Era lì che mi fissava e niente più.
Cresciuto, più alto, capelli sempre corvini ma corti, trucco a go-go e una varietà di piercing che non mi erano familiari: sembrava che il tempo per lui non fosse passato, tranne che per un leggero aumento della massa muscolare che ricordava vagamente la sua reale età.
Non sapevo come spiegare quel momento perché in realtà non penso c'era nulla da spiegare e mentre focalizzavo una fiamma nel camino Tom fece volutamente un colpetto di tosse e ci fece tornare tutti coi piedi per terra.

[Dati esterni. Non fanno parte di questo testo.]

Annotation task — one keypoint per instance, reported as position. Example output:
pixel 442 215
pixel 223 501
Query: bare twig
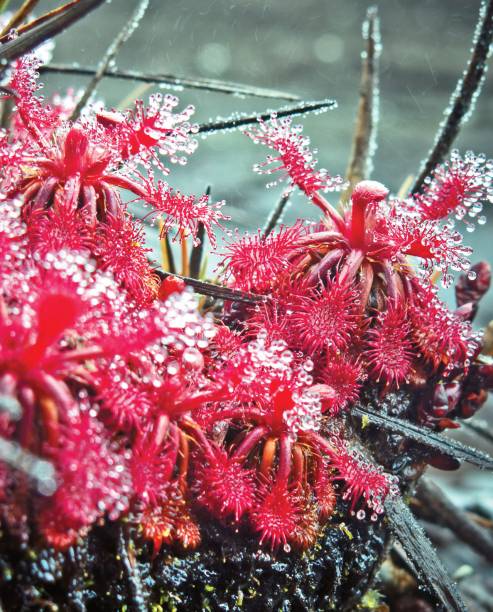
pixel 216 291
pixel 110 55
pixel 434 506
pixel 427 438
pixel 364 140
pixel 276 214
pixel 19 16
pixel 237 89
pixel 462 101
pixel 421 555
pixel 59 21
pixel 238 121
pixel 198 250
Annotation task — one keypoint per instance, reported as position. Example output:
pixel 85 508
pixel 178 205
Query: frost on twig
pixel 46 27
pixel 364 139
pixel 110 55
pixel 174 81
pixel 464 97
pixel 277 213
pixel 240 120
pixel 421 555
pixel 428 438
pixel 432 504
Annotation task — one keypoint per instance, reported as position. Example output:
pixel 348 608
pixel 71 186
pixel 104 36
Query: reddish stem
pixel 285 449
pixel 329 211
pixel 251 439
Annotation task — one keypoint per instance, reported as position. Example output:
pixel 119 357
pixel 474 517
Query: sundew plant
pixel 244 436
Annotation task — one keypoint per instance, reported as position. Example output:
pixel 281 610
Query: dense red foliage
pixel 147 407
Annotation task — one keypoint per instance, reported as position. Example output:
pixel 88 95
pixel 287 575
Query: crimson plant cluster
pixel 152 408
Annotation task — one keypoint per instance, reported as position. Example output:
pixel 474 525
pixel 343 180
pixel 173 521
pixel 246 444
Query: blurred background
pixel 311 48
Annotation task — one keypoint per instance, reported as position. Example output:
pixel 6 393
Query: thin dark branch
pixel 19 16
pixel 481 428
pixel 239 121
pixel 112 51
pixel 434 506
pixel 462 101
pixel 421 555
pixel 364 140
pixel 27 41
pixel 198 250
pixel 215 85
pixel 276 214
pixel 216 291
pixel 197 253
pixel 427 438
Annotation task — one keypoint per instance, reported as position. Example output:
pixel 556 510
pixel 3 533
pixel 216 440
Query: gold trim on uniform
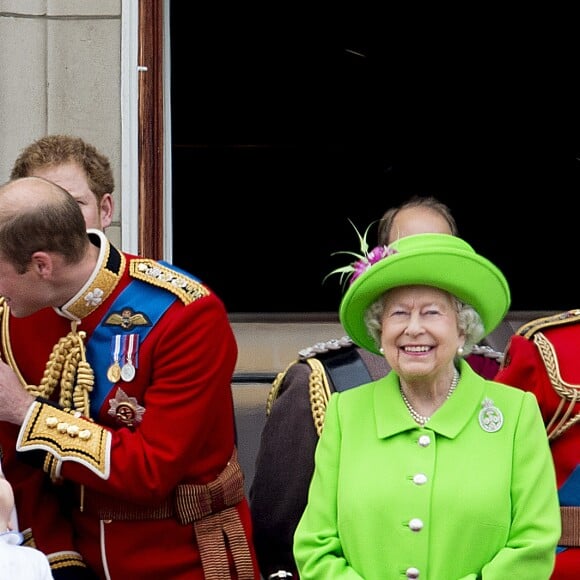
pixel 186 289
pixel 101 286
pixel 67 437
pixel 530 328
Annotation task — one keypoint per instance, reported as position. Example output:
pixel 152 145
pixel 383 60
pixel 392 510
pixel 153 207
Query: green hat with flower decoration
pixel 439 260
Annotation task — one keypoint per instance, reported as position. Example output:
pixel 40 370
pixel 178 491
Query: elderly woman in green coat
pixel 431 472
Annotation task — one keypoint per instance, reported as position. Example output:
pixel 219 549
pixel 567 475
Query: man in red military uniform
pixel 542 357
pixel 122 390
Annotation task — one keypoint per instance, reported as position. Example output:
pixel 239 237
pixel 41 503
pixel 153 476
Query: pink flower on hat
pixel 364 260
pixel 374 256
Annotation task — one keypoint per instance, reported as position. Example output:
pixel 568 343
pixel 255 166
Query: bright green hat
pixel 439 260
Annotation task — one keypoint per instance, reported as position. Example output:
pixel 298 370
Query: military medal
pixel 127 372
pixel 130 350
pixel 114 371
pixel 125 409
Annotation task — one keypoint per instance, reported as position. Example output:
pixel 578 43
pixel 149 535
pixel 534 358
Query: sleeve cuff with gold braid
pixel 64 437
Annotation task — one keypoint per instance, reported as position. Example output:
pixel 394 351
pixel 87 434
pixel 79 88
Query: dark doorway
pixel 280 137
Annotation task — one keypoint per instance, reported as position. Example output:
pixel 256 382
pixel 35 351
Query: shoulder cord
pixel 273 394
pixel 318 390
pixel 566 391
pixel 66 366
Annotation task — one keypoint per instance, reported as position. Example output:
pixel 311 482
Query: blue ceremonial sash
pixel 569 494
pixel 140 297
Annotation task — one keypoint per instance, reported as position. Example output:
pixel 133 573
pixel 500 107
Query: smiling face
pixel 420 336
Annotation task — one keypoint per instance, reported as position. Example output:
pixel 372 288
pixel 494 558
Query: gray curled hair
pixel 469 322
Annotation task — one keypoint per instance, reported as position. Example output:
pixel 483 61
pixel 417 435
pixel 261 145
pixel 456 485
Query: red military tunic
pixel 142 506
pixel 543 357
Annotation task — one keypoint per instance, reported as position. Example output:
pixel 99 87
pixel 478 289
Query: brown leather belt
pixel 570 526
pixel 210 508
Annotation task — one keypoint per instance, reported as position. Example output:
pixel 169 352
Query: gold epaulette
pixel 187 289
pixel 528 329
pixel 65 437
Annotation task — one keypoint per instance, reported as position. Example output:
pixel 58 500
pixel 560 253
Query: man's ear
pixel 106 210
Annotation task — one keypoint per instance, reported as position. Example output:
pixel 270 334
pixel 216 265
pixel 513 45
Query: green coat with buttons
pixel 457 499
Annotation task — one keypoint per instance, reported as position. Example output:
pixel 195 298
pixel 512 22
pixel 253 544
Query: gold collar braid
pixel 66 367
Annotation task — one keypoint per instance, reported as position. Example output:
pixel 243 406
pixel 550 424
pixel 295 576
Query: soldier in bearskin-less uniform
pixel 542 357
pixel 121 394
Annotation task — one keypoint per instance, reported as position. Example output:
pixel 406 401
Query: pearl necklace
pixel 422 419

- Magari, sempre se vuoi, potresti venirmi a salutare come si deve Kim. - aprì le braccia e vedendolo sorridere con quei due occhioni, come potevo resistere a quella faccia sorniona?

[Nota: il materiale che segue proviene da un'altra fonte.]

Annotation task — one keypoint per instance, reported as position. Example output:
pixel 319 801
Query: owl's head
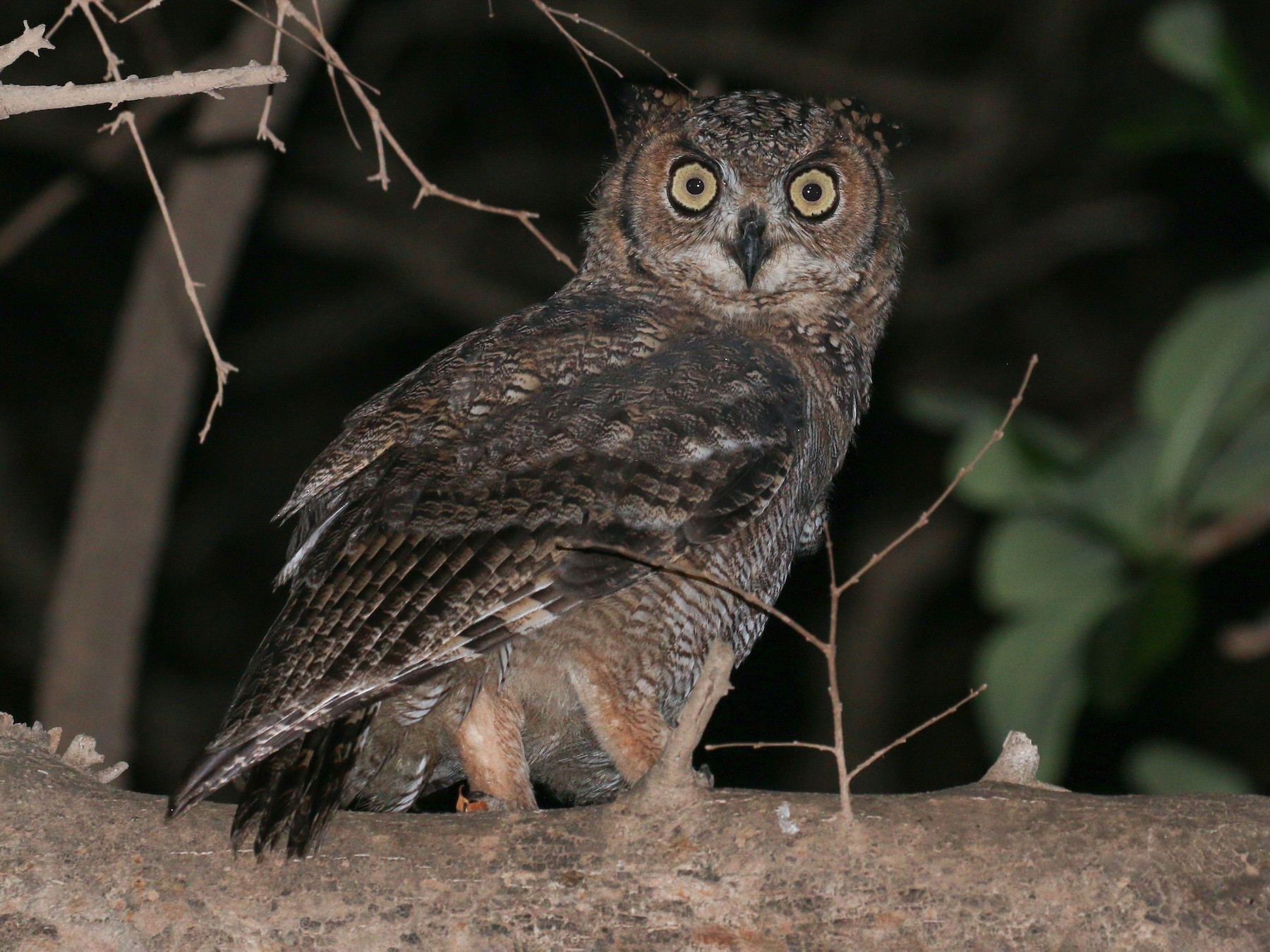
pixel 747 201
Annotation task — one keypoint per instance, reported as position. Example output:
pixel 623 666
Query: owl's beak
pixel 751 248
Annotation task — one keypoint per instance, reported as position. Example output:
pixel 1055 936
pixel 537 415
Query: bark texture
pixel 988 866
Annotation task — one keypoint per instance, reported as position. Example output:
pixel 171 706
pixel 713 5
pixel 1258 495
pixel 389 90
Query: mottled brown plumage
pixel 690 395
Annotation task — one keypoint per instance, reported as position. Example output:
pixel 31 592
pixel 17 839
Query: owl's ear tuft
pixel 643 106
pixel 869 126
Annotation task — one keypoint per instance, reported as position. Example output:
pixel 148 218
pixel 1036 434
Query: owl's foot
pixel 479 803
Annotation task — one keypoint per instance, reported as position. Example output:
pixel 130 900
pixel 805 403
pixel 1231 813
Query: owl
pixel 689 395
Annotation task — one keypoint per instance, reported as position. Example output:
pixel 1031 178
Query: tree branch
pixel 27 99
pixel 984 866
pixel 31 41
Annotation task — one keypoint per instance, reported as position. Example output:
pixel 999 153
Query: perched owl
pixel 689 395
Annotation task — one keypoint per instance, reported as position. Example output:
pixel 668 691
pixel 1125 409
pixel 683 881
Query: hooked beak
pixel 751 249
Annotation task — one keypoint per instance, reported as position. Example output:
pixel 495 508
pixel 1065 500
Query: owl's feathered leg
pixel 493 752
pixel 628 724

Corsi verso di lui lanciando la borsa sulla poltrona lisciando Bill che si spostò giusto un attimo prima dell'impatto e abbracciai Tom calorosamente quasi cadendo.
Anche lui era cambiato molto: aveva lasciato i lunghi dread per fare spazio a delle trecce spesse che gli ricadevano sulle spalle fino al petto, lo rendevano molto attraente e gli stavano davvero bene.

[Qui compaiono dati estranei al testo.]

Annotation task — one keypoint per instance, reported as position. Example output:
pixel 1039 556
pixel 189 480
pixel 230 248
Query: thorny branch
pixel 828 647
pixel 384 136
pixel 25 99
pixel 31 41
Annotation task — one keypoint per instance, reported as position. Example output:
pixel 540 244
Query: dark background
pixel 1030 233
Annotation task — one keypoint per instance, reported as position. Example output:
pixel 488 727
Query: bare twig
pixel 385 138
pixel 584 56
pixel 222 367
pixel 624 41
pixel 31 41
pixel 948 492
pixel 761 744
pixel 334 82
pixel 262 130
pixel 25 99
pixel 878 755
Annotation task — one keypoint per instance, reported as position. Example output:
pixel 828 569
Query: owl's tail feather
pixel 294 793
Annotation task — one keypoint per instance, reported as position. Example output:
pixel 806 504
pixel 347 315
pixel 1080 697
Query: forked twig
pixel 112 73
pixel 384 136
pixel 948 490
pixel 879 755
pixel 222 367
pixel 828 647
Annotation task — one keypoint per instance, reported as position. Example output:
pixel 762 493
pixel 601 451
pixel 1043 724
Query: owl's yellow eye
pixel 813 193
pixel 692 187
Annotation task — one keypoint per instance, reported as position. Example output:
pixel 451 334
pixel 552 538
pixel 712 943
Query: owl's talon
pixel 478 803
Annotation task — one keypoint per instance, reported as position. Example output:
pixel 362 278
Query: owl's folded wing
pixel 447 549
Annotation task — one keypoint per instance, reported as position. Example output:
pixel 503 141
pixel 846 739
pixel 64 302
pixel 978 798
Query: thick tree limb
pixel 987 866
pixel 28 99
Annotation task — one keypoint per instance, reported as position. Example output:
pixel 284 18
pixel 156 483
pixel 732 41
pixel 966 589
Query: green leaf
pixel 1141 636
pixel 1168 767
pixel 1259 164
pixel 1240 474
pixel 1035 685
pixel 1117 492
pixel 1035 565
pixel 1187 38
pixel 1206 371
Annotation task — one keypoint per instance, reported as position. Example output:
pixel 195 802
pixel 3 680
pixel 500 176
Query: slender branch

- E queste? - chiesi prendendone in mano una.
- Diciamo che ci sono state delle novità dall'ultima volta che ci siamo visti... - si giustificò ridendo.
Mi fiondai sul suo collo e lo abbracciai forte, lui ricambiò l'abbraccio nella stessa maniera: dopotutto ero stata la loro vicina di casa e insieme ne avevamo fatte di cotte e di crude.
Adoravo i gemelli, erano dei fratelli acquisiti e nessuno doveva provare a toccarmeli specialmente a scuola!
Forse tutto questo si era rovinato proprio per colpa mia e di Bill, forse non avremmo dovuto mai metterci insieme. Ma quello che era stato, era stato e siamo andati avanti non curandoci troppo del passato che avrebbe condizionato le nostre vite fin troppo profondamente.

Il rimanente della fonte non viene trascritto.